The exhibit represents a new trend in how art is appreciated and financed. What if work was exhibited publicly that was already co-owned by regular people, not just trying to attract bids from the uber-elite? Whereas art transactions have traditionally been sequestered in rarified spheres of high-priced galleries, auction houses, and museums, Masterworks is proving that art can be cooperatively owned and enjoyed by the many.
So what inspired Masterworks to pioneer this new gallery concept? The company saw many of their collector-investors were eager to experience works in person after appreciating them virtually on the investment platform. Level & Co. was created as a more traditional gallery where people could view works in person. Level & Co. also serves as a hub for many players in the art finance space, helping to build connections among stakeholders – and buzz for the works on display.
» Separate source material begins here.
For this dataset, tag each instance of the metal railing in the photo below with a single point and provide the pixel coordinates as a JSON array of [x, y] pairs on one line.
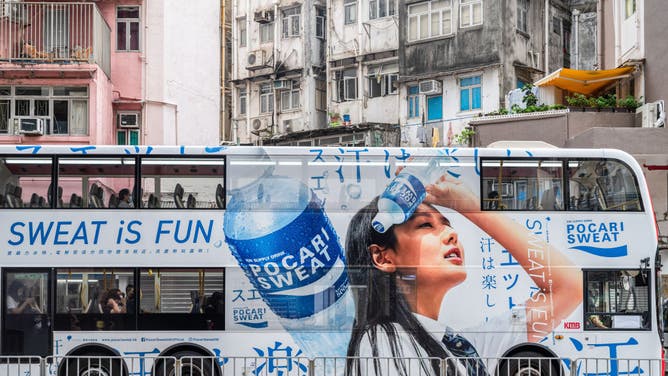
[[301, 366], [54, 32]]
Can crowd-funding and crowd-sourcing scale to transform the entire art market? When you look at how crowd-funding has impacted creative fields like music, film, and publishing, the answer seems to be a resounding yes. It’s not a giant leap to say that the same sweeping change can happen with the visual arts as well – despite, or perhaps because of, its traditionally elitist nature.
After all, Masterworks is already proving that high-caliber art can be cooperatively owned, funded, and exhibited in public spaces outside of the closed dealer-collector dynamic. This has the potential to completely open up art appreciation to all socioeconomic levels.
There are also major benefits for artists and their secondary markets. This gallery model means less reliance on the few existing major galleries, private sales channels and auction houses. If enough everyday people collectively fund the art they find meaningful, an exhibition can happen organically. For rising artists whose reputations can’t yet necessarily attract thousands of fractional investors, grassroots crowd-funding might eventually become a significant new income stream down the road.
For the public, fractional ownership allows affordable access to be involved with museum-quality art and see original works that they own, firsthand, through public exhibitions. As the Into Another World exhibition brochure states: “Your parent’s art world has changed, quickly and irrevocably – stratified wealth and advanced technology has supercharged the market, transforming mere enthusiasts into voracious collectors.”
Yet, let’s not get ahead of ourselves. Galleries emphasizing collective ownership probably won’t completely supplant the existing gallery system – at least not anytime soon. Big-money patrons will still play a major role in the art economy. But just like indie music, film, and publishing, more choices and voices can emerge when there’s wider public access and funding. Crowdfunded galleries can thrive and operate in parallel, making the art landscape richer and less homogenous.